There were plenty of patients (70%) in both groups with true septic shock in ARISE. Adherence with EGDT was high, and more patients got the protocolized interventions. They just didn't help at these centers.
"This doesn't prove protocols don't work -- 'usual care' included the sepsis bundle elements too."
This is half true but misses the point. It's not that protocols don't work, it's that they don't seem to provide a benefit over an attentive physician using her clinical judgment. Most destructive to this argument is the fact (see above) that almost 40% of patients in the usual care arm did not get central lines, and none had measurements of their central venous oxygen saturation -- a variable whose manipulation was previously believed to be essential to optimal sepsis care.

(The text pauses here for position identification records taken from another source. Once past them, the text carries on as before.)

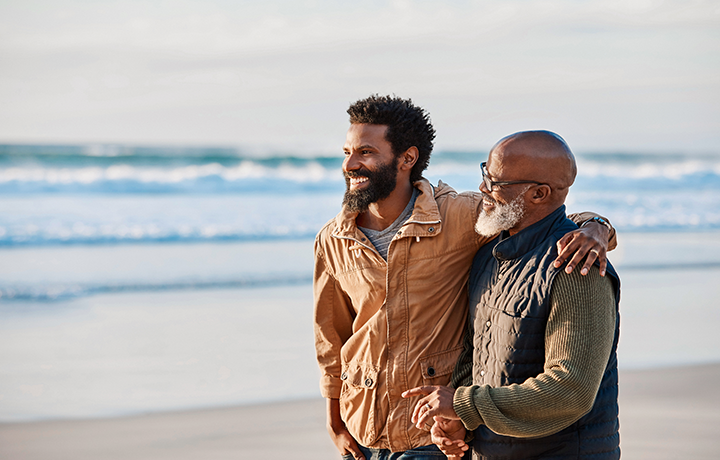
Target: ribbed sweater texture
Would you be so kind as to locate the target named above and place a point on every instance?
(578, 342)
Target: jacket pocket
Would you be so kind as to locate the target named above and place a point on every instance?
(437, 368)
(358, 399)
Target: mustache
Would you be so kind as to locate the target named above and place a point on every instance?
(359, 173)
(488, 197)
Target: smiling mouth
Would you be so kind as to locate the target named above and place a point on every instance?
(357, 181)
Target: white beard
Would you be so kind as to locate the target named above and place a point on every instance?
(502, 217)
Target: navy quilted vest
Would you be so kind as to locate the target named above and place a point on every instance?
(510, 284)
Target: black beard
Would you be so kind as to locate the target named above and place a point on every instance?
(381, 184)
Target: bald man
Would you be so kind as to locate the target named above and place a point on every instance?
(538, 375)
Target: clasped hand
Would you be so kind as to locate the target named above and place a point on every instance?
(436, 405)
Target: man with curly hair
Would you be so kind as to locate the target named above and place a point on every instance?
(390, 281)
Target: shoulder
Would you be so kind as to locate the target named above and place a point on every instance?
(568, 286)
(451, 200)
(324, 236)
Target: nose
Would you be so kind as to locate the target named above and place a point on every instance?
(483, 188)
(351, 163)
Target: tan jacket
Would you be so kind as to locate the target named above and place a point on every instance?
(384, 327)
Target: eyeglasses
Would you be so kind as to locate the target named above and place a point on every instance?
(490, 184)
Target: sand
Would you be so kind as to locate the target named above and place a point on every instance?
(669, 413)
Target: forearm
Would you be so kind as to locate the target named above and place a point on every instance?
(582, 217)
(332, 325)
(579, 337)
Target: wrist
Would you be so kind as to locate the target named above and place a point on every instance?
(597, 220)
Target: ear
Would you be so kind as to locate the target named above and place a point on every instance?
(541, 194)
(408, 159)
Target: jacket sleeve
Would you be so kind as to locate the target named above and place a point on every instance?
(582, 217)
(578, 341)
(333, 319)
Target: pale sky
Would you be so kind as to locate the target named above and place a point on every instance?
(629, 75)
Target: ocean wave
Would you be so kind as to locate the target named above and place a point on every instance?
(247, 176)
(59, 292)
(251, 177)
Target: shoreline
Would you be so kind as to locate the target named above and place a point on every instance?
(665, 413)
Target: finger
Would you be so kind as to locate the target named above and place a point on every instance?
(603, 262)
(561, 246)
(423, 419)
(577, 257)
(417, 391)
(418, 410)
(355, 451)
(592, 255)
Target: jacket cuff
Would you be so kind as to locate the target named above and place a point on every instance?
(330, 387)
(464, 406)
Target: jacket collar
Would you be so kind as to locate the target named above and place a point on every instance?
(524, 241)
(425, 212)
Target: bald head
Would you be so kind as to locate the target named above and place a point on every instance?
(540, 156)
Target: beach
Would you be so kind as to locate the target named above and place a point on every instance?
(208, 371)
(665, 414)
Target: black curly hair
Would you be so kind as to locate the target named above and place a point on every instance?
(408, 126)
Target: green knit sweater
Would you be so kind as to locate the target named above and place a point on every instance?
(578, 341)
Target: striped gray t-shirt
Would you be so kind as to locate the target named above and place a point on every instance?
(381, 238)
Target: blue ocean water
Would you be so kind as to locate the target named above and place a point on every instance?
(144, 279)
(109, 195)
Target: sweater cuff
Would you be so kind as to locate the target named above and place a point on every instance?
(464, 407)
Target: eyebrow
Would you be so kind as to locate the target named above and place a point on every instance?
(364, 146)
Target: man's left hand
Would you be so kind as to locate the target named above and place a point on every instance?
(591, 241)
(436, 401)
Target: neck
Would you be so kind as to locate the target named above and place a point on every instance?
(533, 217)
(381, 214)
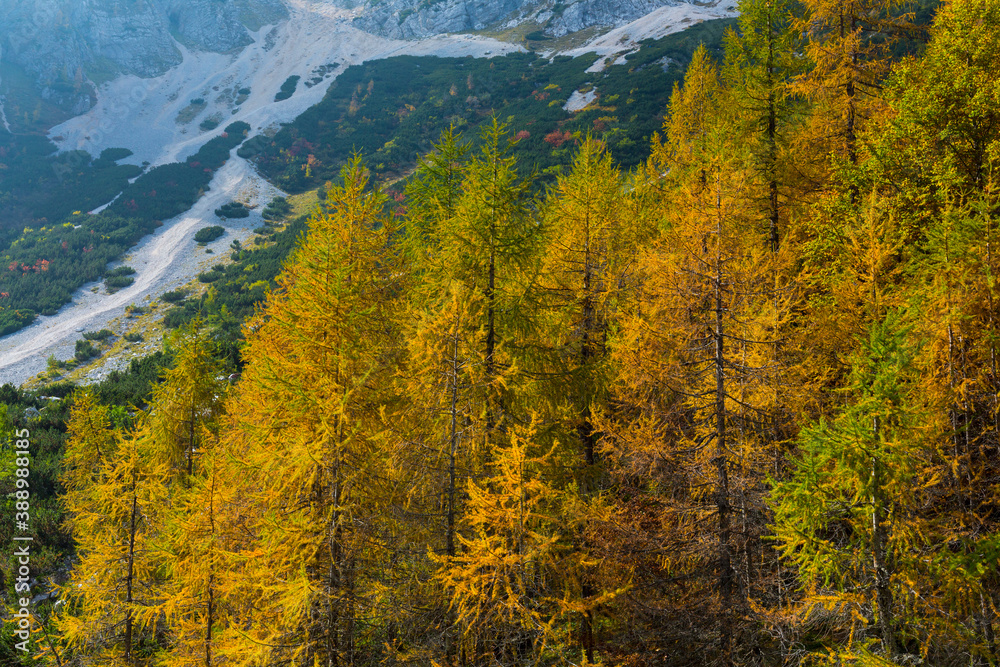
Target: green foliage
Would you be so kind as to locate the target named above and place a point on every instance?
(173, 296)
(85, 351)
(209, 234)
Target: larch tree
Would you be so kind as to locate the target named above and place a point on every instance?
(694, 393)
(114, 502)
(762, 60)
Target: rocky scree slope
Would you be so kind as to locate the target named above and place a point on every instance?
(62, 47)
(410, 19)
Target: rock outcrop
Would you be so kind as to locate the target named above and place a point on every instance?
(414, 19)
(64, 46)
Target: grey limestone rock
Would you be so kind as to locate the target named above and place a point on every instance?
(65, 46)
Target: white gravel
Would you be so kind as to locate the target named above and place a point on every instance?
(141, 115)
(163, 261)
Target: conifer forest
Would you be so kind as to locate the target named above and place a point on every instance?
(734, 406)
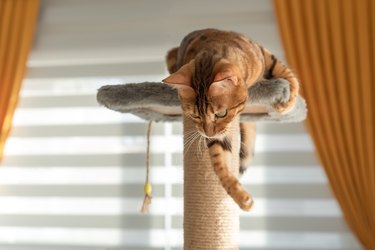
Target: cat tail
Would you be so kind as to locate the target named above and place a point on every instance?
(274, 68)
(247, 130)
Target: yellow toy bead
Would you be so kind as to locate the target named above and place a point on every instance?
(147, 188)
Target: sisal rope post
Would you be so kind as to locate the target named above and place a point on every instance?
(211, 217)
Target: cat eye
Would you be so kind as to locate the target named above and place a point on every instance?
(221, 114)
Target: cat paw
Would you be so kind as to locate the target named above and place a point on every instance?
(282, 107)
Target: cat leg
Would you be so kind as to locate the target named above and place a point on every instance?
(247, 130)
(274, 68)
(171, 60)
(219, 151)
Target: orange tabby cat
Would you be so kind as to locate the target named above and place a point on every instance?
(212, 71)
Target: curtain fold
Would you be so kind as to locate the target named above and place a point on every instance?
(331, 46)
(17, 24)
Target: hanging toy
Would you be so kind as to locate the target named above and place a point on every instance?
(147, 188)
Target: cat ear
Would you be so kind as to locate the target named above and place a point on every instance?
(181, 80)
(227, 71)
(222, 87)
(182, 76)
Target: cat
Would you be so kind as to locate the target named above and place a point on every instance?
(212, 71)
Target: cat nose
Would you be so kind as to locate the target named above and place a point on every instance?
(209, 130)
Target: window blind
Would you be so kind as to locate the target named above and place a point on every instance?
(73, 172)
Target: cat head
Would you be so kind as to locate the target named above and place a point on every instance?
(212, 95)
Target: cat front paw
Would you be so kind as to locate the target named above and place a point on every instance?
(283, 107)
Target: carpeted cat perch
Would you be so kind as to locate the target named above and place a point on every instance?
(211, 217)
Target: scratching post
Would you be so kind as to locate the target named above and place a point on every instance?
(211, 219)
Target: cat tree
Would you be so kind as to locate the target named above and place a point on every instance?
(211, 217)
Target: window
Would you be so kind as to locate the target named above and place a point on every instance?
(73, 176)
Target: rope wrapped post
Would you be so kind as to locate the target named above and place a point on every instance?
(211, 217)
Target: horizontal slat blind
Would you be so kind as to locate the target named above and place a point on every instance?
(72, 177)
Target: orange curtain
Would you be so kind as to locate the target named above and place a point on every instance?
(331, 45)
(17, 24)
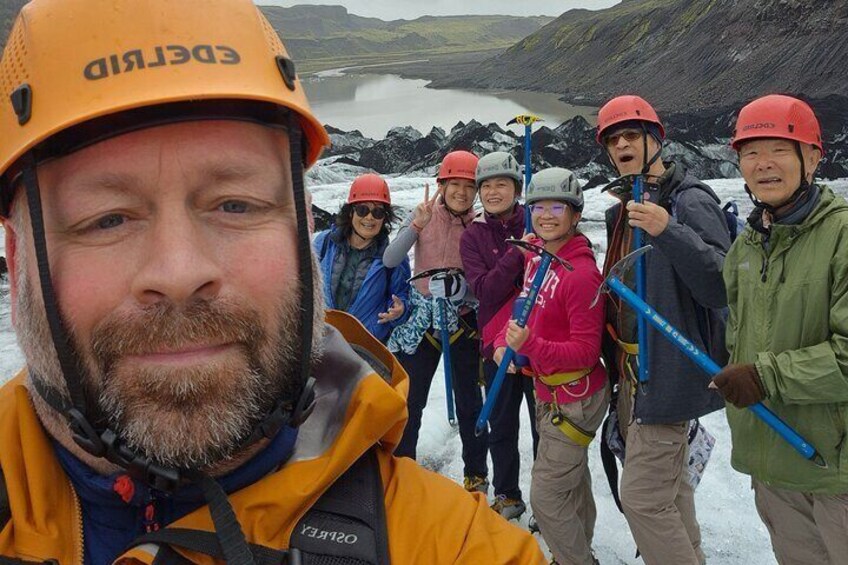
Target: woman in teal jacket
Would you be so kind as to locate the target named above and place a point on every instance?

There's another serious problem with existing sepsis bundles as written. Most bundles mandate red blood cell transfusion for critically ill patients with hemoglobin below 10 g/dL -- a liberal approach which has now been shown to have no benefit in patients with septic shock in a separate randomized trial. Red cell transfusion's inclusion in sepsis protocols (at hemoglobin levels above 7 g/dL) is no longer defensible. There has never been a good case for dobutamine either, as it has never been shown to improve outcomes and in fact does not improve microvascular perfusion in septic shock.
Clinical Takeaway: Protocols for treatment of severe sepsis and septic shock served a good purpose, improving the standard of care by drilling the importance of continual evaluation and intervention of patients with early severe sepsis to ensure end-organ perfusion. At many centers, they may continue to serve this purpose. But with abundant proof that good doctors can treat sepsis perfectly well without a protocol, that red cell transfusion in most septic patients is inadvisable, and with concerns that the original Rivers trial had potentially serious methodological problems, it's time to consider the sepsis bundle optional at centers where the systems and experience are in place to manage sepsis well.